ZEITGUIDE TO THE NEXT FOOD FIGHT

If you’re among the millions who poured almond milk on your cereal or soy milk in your coffee this morning, the dairy industry is making a play to win you back. It’s pushing a new bill in Congress, The Dairy Pride Act, that would require the FDA to more stringently enforce which products can be labeled “milk.”
U.S. milk sales have shrunk nearly 10% since 2009, even as sales of plant-based “milk” beverages have more than doubled worldwide. Will consumers give organic 2% another chance if the alternative is labeled pulverized almond meat?
The debate may seem pedantic, but it underscores a larger issue we’re just starting to grapple with. That is, when it comes to food, what is “real” anything anymore?

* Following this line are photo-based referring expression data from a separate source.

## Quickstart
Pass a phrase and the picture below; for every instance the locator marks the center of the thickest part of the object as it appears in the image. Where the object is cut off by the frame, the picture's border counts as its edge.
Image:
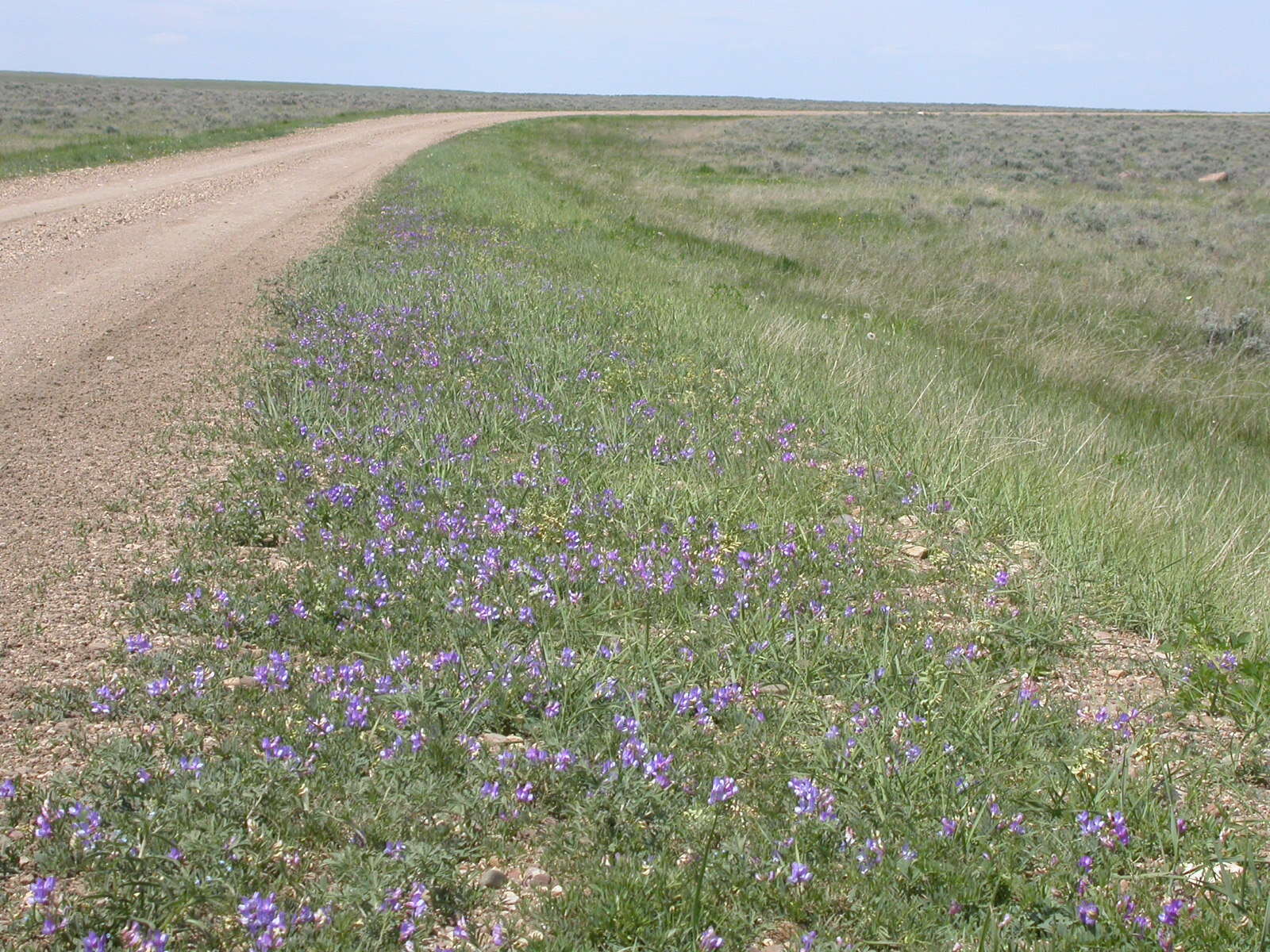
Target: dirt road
(122, 291)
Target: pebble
(493, 879)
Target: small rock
(497, 742)
(540, 879)
(493, 879)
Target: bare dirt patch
(126, 294)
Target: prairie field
(63, 121)
(695, 533)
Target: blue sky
(1126, 54)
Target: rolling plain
(629, 532)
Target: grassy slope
(86, 152)
(50, 122)
(1098, 435)
(498, 393)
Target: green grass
(546, 482)
(108, 149)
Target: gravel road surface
(126, 294)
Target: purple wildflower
(799, 873)
(722, 790)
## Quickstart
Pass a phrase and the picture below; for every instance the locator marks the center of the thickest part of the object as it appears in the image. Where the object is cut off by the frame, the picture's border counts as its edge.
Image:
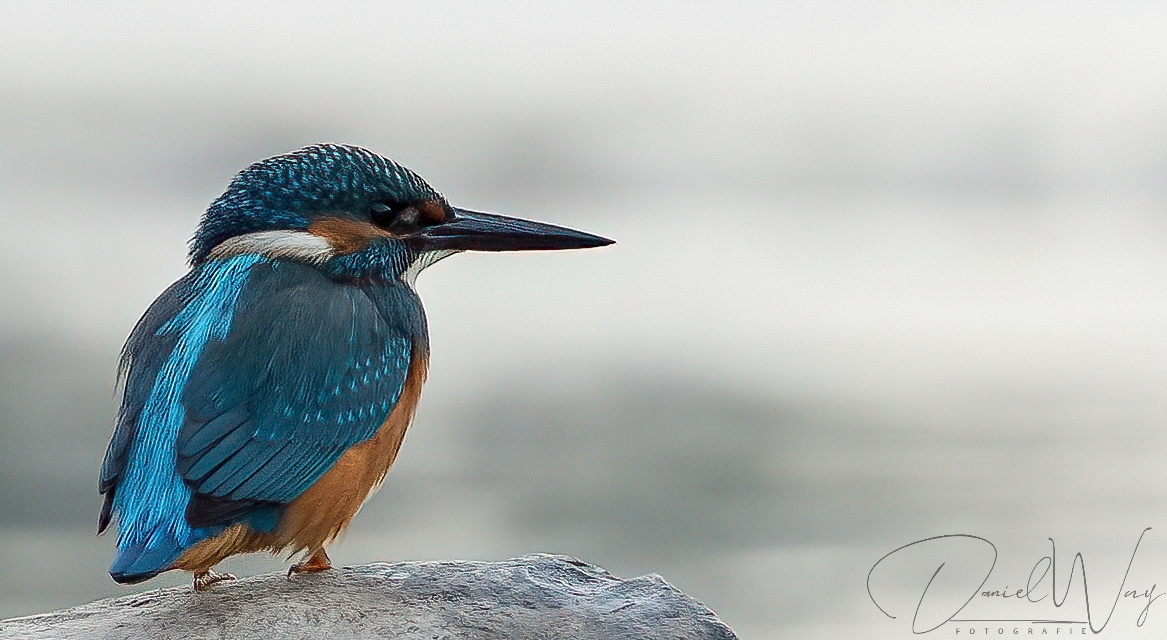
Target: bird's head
(355, 213)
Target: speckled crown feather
(286, 192)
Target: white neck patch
(294, 245)
(430, 257)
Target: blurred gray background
(884, 271)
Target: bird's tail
(142, 560)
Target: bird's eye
(384, 215)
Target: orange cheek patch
(347, 236)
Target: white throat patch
(294, 245)
(430, 257)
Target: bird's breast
(325, 509)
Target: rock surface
(538, 597)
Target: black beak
(477, 231)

Owing to advances in synthetic biology, your options soon could include milk created via yeast infused with the DNA of milk proteins. The ensuing product, from San Francisco based synthetic biology startup Perfect Day, is a beverage containing 98% of the same proteins as the moo-cow variety.
Syn-bio startups are racing to perfect the lab methods for creating foods as close to the real thing as possible, including egg substitutes that take away the threat of salmonella, “cultured” hot dogs and meatballs and wines that replicate the most exclusive vintages.

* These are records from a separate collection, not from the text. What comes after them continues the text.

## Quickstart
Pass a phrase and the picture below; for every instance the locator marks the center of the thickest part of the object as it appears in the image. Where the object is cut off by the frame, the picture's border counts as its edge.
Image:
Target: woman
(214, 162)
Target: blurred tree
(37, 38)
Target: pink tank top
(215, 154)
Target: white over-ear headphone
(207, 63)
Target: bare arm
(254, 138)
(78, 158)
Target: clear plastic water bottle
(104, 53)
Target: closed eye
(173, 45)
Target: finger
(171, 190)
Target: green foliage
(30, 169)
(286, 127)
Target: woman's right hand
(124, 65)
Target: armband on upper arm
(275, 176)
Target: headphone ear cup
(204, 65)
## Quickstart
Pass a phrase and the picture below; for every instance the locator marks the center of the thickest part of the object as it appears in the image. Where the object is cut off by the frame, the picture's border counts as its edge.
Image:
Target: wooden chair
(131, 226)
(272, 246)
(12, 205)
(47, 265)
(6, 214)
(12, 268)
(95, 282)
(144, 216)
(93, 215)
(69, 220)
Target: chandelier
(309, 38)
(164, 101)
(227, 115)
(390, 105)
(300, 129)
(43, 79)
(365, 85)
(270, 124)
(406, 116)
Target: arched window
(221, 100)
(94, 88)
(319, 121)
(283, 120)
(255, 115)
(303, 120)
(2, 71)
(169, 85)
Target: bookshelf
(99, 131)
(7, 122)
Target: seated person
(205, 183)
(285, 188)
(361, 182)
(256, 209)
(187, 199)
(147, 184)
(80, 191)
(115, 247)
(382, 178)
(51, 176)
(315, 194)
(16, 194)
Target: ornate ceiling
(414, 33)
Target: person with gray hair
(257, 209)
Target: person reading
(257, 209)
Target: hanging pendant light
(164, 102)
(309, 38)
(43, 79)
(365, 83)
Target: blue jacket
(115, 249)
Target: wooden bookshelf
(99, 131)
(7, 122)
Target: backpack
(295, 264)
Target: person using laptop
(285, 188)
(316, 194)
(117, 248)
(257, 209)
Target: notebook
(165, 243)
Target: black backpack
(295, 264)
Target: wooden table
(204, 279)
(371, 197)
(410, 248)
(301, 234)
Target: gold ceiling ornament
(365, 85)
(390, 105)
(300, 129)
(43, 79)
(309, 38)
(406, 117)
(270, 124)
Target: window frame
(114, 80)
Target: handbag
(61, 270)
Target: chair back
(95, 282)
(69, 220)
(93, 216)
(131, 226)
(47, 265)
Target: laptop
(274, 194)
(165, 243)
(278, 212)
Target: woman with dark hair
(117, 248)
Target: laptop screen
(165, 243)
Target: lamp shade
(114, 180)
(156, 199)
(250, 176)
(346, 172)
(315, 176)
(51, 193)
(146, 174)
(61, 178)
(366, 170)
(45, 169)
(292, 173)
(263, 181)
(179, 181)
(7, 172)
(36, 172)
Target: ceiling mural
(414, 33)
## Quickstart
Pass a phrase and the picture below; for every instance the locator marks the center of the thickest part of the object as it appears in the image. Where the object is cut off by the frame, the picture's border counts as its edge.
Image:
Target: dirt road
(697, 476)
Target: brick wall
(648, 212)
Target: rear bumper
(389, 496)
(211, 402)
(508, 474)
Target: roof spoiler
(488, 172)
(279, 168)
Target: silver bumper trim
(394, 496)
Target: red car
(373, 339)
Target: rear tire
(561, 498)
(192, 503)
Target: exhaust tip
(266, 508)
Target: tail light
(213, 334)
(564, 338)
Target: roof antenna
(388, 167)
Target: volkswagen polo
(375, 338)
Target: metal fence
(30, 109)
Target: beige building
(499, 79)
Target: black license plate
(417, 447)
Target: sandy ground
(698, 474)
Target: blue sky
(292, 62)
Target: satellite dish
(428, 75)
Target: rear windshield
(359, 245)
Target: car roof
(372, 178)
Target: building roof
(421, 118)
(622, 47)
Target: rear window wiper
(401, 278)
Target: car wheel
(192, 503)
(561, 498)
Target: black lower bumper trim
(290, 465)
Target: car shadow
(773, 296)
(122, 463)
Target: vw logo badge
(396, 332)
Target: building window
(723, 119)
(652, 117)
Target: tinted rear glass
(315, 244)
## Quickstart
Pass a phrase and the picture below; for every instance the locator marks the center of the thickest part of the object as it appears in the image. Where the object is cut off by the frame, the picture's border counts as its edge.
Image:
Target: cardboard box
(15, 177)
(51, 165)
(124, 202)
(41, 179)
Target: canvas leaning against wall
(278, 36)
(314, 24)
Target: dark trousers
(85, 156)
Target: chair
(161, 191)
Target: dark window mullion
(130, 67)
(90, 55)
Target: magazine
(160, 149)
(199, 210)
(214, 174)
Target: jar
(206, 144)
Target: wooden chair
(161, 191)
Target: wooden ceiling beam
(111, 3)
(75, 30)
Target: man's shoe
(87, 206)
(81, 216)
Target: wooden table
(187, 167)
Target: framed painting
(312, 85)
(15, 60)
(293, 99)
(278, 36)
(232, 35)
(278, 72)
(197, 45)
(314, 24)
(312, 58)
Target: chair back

To the layman, this scientific tinkering may sound no different than genetically modified foods. But proponents say comparisons to GMOs are ill-founded. Take the lab grown burger produced by a team led by Dr. Mark Post at Maastricht University, which took muscle-specific stem cells from cows and used them to grow fibers of muscle tissue in a lab. “It is meat grown from the same cells that produce the meat in the cow, but this time outside the cow,” says Post. Taste-wise, such methods are not quite there yet, but some projections slate lab grown meat hitting the market in the next five years or so.
Meat and milk that don’t require cows might offer some benefits to non-vegetarians too. Right now, dairy production accounts for more greenhouse gas emissions than airplanes. The use of antibiotics in meat and dairy production is a major factor in the growing issue of antibiotic resistance and superbugs. And that is before saying anything of the issues of animal welfare raised by meat and dairy production on an industrial scale.
Still, convincing people that food made in this way represents a more ethical and environmental approach is only half the battle. Consider the growing desire for food that is locally sourced, artisanal and authentic—terms that suggest farmers with dirt under their fingernails rather than scientists in white lab coats.
But it’s certainly not hopeless. After all, people do seem to love that pulverized almond meat.